Over the course of 2015, roughly a quarter of rated sovereigns have experienced some form of rating action, with 41 actions to the ratings and/or outlooks of the 129 sovereigns we rate. Western Europe (including all euro area member states) has seen the greatest activity. The actions taken in 2015 have been biased to the downside, with 15 positive actions and 26 negative ones. The pattern has differed somewhat between regions, with the small number of actions in Asia Pacific mostly positive, those in Sub-Saharan Africa and the Commonwealth of Independent States (CIS) negative, and those elsewhere broadly balanced.

As a result of these actions, 75 per cent (97/129) of rated sovereigns now carry a stable outlook, a slight decline from almost 80 per cent towards the end of 2014. At the same time, the proportion of sovereigns with negative outlook has increased to 17 per cent (22/129), up from 13 per cent this time last year. Only eight per cent (10/129) of sovereigns have positive outlooks, almost level with last year’s seven per cent. The overall picture is consistent with our forecast 12 months ago of a continued albeit halting global recovery that is vulnerable to shocks.

Looking ahead to 2016, our credit outlook for global sovereigns is stable overall, but risks are tilted to the downside. Looking at whether sovereigns’ rating trajectories are upwards or downwards, we see no clear balance one way or the other – except perhaps in the CIS, which has experienced more negative rating actions than any other region. However, if we look beyond our base case, negative scenarios are more likely to materialise than positive ones: the risk distribution is balanced to the downside and we see more scope for negative surprises than for positive ones.

This somewhat more pessimistic view is consistent with the slightly lower proportion of sovereigns that have a stable outlook (75 per cent) going into 2016, compared with almost 80 per cent towards the end of last year, and with the larger share of negative outlooks than a year ago. Not all sovereigns’ credit profiles are vulnerable to a slowdown in global growth and worsening terms of trade. Those with more diverse economies that generate above peer growth and are able to recover quickly, and those that have or are making durable improvements to their balance sheets retain the policy space to manage a period of weaker growth and revenue inflows without material damage to public sector balance sheets.
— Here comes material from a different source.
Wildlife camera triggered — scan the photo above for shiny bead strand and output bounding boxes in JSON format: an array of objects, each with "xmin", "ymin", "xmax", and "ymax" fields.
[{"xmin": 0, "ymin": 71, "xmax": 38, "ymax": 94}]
Falling demand for Latin America’s commodities exports and lower foreign direct investment (though not from China) in the region’s dominant extractive industries have undermined growth prospects. As elsewhere, the credit impact depends on economic diversity, institutional capacity and the strength of each government’s balance sheet. However, we expect fiscal and external buffers to allow Latin America sovereigns to weather the storm.